Ao longo de mais de um mês, dezenas de refugiados, incluindo mulheres com bebês e crianças pequenas enroladas em cobertores finos, supostamente são forçados a dormir na calçada em frente aos escritórios do Departamento de Assuntos Internos na Rua Che Guevara. Eles estão passando por noites de inverno rigorosas após fugir da violência xenófoba alegada.
Condições de vida e preocupações
Como não havia outro lugar para onde recorrer, as famílias relatam ter trocado um perigo por outro, agasalhando-se juntas no frio enquanto esperam ajuda e esperam que seus pedidos de proteção sejam ouvidos.
Deborah Young, do Movimento Palestino Sul-Africano, observou que a crise humanitária está piorando a cada dia, à medida que mais pessoas deslocadas chegam a esta área. Ela declarou: «A situação é muito instável – nos últimos dias chegaram mais pessoas fugindo de ataques nos townships e subúrbios».
Problemas de apoio
Além disso, tornou-se mais difícil manter o acampamento depois que, segundo alegações, o apoio municipal foi interrompido. Refugiados perto do escritório do Departamento de Assuntos Internos na Rua Che Guevara informaram ao IOL que temem uma marcha planejada para quinta-feira.
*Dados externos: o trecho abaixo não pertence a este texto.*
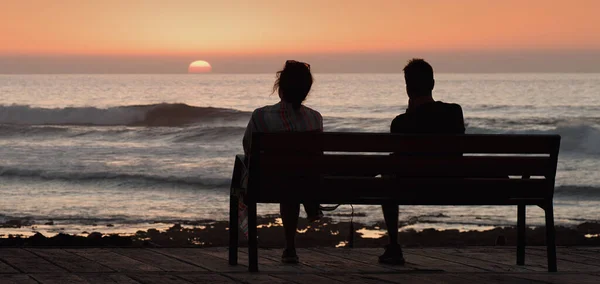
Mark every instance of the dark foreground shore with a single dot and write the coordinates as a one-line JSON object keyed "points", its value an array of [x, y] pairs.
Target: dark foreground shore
{"points": [[325, 233]]}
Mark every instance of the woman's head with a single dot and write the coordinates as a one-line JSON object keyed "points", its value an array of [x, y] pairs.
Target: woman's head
{"points": [[293, 82]]}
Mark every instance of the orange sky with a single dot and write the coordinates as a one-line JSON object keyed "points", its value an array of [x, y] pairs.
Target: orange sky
{"points": [[123, 27]]}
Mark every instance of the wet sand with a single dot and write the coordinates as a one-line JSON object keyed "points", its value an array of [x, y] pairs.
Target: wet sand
{"points": [[324, 233]]}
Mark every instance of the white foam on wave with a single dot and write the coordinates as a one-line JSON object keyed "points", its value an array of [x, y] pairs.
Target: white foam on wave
{"points": [[107, 176], [164, 114], [26, 115], [575, 137]]}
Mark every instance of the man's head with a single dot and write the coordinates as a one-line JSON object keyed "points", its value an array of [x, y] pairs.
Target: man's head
{"points": [[418, 75]]}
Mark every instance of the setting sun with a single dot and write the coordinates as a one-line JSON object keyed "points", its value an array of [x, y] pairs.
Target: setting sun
{"points": [[199, 66]]}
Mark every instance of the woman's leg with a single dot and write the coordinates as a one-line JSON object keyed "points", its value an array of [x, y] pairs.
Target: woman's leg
{"points": [[289, 216]]}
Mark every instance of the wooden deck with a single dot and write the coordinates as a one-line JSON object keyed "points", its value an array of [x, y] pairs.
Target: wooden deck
{"points": [[318, 265]]}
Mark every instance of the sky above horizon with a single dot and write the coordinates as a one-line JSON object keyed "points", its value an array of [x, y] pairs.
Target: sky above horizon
{"points": [[153, 36]]}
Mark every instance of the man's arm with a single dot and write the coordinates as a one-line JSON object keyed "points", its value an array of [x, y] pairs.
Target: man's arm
{"points": [[460, 121]]}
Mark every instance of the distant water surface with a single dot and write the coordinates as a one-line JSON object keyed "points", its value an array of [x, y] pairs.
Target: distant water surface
{"points": [[132, 150]]}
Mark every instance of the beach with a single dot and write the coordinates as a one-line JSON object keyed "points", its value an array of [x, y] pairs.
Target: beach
{"points": [[122, 154]]}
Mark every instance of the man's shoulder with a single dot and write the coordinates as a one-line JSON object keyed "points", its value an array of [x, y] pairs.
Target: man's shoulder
{"points": [[311, 111], [398, 122], [453, 106]]}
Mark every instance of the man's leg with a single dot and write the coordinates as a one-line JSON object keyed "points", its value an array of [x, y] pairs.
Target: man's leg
{"points": [[393, 251], [290, 213]]}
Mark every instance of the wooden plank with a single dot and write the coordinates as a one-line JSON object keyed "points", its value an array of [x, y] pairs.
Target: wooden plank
{"points": [[5, 268], [301, 278], [265, 264], [559, 278], [275, 255], [255, 278], [567, 260], [406, 143], [196, 257], [590, 255], [212, 278], [371, 278], [161, 261], [490, 264], [415, 278], [16, 279], [58, 278], [425, 263], [535, 258], [113, 260], [472, 191], [358, 255], [107, 278], [468, 166], [27, 262], [157, 278], [69, 261], [334, 264]]}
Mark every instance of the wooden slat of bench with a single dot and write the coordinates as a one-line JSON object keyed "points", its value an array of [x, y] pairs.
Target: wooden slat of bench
{"points": [[407, 166], [406, 191], [406, 143]]}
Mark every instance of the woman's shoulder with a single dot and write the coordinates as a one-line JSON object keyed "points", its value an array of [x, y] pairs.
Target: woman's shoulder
{"points": [[312, 111]]}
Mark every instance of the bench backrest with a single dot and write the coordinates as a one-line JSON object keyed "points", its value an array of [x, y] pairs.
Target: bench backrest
{"points": [[423, 169]]}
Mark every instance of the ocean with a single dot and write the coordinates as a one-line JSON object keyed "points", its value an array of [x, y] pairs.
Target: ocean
{"points": [[121, 153]]}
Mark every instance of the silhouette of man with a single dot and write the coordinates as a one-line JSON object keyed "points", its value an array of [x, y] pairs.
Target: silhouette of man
{"points": [[424, 115]]}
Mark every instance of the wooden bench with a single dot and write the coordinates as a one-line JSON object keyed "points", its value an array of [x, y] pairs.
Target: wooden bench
{"points": [[340, 168]]}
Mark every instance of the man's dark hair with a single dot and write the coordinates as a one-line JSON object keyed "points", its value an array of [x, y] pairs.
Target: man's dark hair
{"points": [[418, 75], [294, 82]]}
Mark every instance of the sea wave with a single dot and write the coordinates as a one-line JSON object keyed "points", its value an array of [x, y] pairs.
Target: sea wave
{"points": [[145, 180], [165, 114], [575, 138]]}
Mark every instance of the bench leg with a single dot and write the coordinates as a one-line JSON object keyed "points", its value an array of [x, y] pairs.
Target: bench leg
{"points": [[521, 229], [550, 237], [233, 229], [252, 238]]}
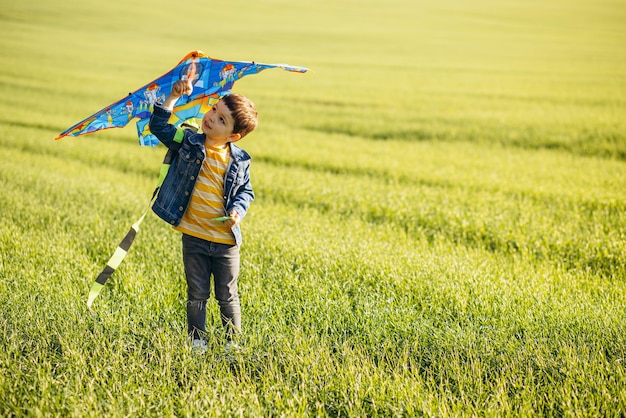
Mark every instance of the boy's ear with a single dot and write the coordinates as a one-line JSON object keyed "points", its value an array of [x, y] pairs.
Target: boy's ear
{"points": [[234, 137]]}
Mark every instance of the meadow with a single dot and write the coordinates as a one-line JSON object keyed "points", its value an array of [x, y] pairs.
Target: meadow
{"points": [[439, 228]]}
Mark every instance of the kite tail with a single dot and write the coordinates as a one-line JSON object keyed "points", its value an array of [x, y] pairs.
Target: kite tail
{"points": [[124, 246], [115, 260]]}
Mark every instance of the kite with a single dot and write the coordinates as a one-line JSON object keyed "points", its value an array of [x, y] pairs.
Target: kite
{"points": [[211, 79]]}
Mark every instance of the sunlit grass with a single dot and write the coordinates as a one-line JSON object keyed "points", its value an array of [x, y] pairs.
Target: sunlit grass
{"points": [[439, 226]]}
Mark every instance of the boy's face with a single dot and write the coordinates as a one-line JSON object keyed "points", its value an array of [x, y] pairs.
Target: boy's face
{"points": [[218, 123]]}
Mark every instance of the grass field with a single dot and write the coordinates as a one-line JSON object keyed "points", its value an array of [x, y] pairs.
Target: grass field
{"points": [[439, 229]]}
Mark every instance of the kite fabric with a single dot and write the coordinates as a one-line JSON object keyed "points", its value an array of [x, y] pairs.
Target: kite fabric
{"points": [[211, 79]]}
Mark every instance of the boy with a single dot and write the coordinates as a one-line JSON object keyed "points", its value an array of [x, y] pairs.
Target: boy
{"points": [[209, 178]]}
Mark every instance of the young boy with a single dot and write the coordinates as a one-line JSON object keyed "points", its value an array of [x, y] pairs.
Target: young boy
{"points": [[209, 178]]}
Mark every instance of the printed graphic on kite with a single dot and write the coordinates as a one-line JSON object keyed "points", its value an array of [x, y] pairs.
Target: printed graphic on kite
{"points": [[211, 79]]}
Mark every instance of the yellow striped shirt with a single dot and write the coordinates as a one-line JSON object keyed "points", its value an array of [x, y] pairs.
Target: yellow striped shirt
{"points": [[207, 200]]}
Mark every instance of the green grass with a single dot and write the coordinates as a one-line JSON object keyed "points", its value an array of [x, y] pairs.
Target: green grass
{"points": [[440, 223]]}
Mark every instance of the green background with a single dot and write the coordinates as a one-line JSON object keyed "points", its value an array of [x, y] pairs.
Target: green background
{"points": [[439, 229]]}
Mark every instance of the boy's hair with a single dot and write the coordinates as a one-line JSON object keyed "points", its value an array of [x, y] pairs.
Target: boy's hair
{"points": [[243, 112]]}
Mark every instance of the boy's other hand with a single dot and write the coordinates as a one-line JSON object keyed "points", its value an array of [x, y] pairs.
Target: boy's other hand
{"points": [[234, 219]]}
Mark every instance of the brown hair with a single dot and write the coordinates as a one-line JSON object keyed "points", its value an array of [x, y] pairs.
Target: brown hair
{"points": [[244, 113]]}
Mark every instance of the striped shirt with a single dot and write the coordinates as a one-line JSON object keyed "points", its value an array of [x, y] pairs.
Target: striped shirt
{"points": [[207, 200]]}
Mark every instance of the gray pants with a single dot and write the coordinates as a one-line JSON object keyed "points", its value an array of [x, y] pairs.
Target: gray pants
{"points": [[203, 259]]}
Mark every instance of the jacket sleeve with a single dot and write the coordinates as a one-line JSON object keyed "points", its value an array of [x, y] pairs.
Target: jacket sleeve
{"points": [[165, 132], [242, 194]]}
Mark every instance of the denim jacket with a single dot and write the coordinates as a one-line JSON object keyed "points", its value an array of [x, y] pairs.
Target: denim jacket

Um dos refugiados relatou: «O município [supostamente] parou de entregar água, e dependemos inteiramente de doações. O município quer que eles saiam, mas não ajuda com moradia. Há [supostamente] outra marcha planejada para quinta-feira».
Reação dos líderes comunitários
Jacinta Ngobeze-Zuma, líder do Marcha e Marcha, afirmou não ter ouvido falar da marcha planejada, mas prometeu descobrir os detalhes.
O líder dos refugiados, Bispo Rafael Bahébwa, observou que a marcha de 30 de junho no centro comercial ocorreu com sucesso, mas afirmou que o xenofobia aumentou nos townships e áreas rurais. Ele acrescentou: «Nas áreas rurais, as pessoas são expulsas, [supostamente] agredidas e torturadas. Não entendemos o cenário, e isso mudou nossa perspectiva aqui».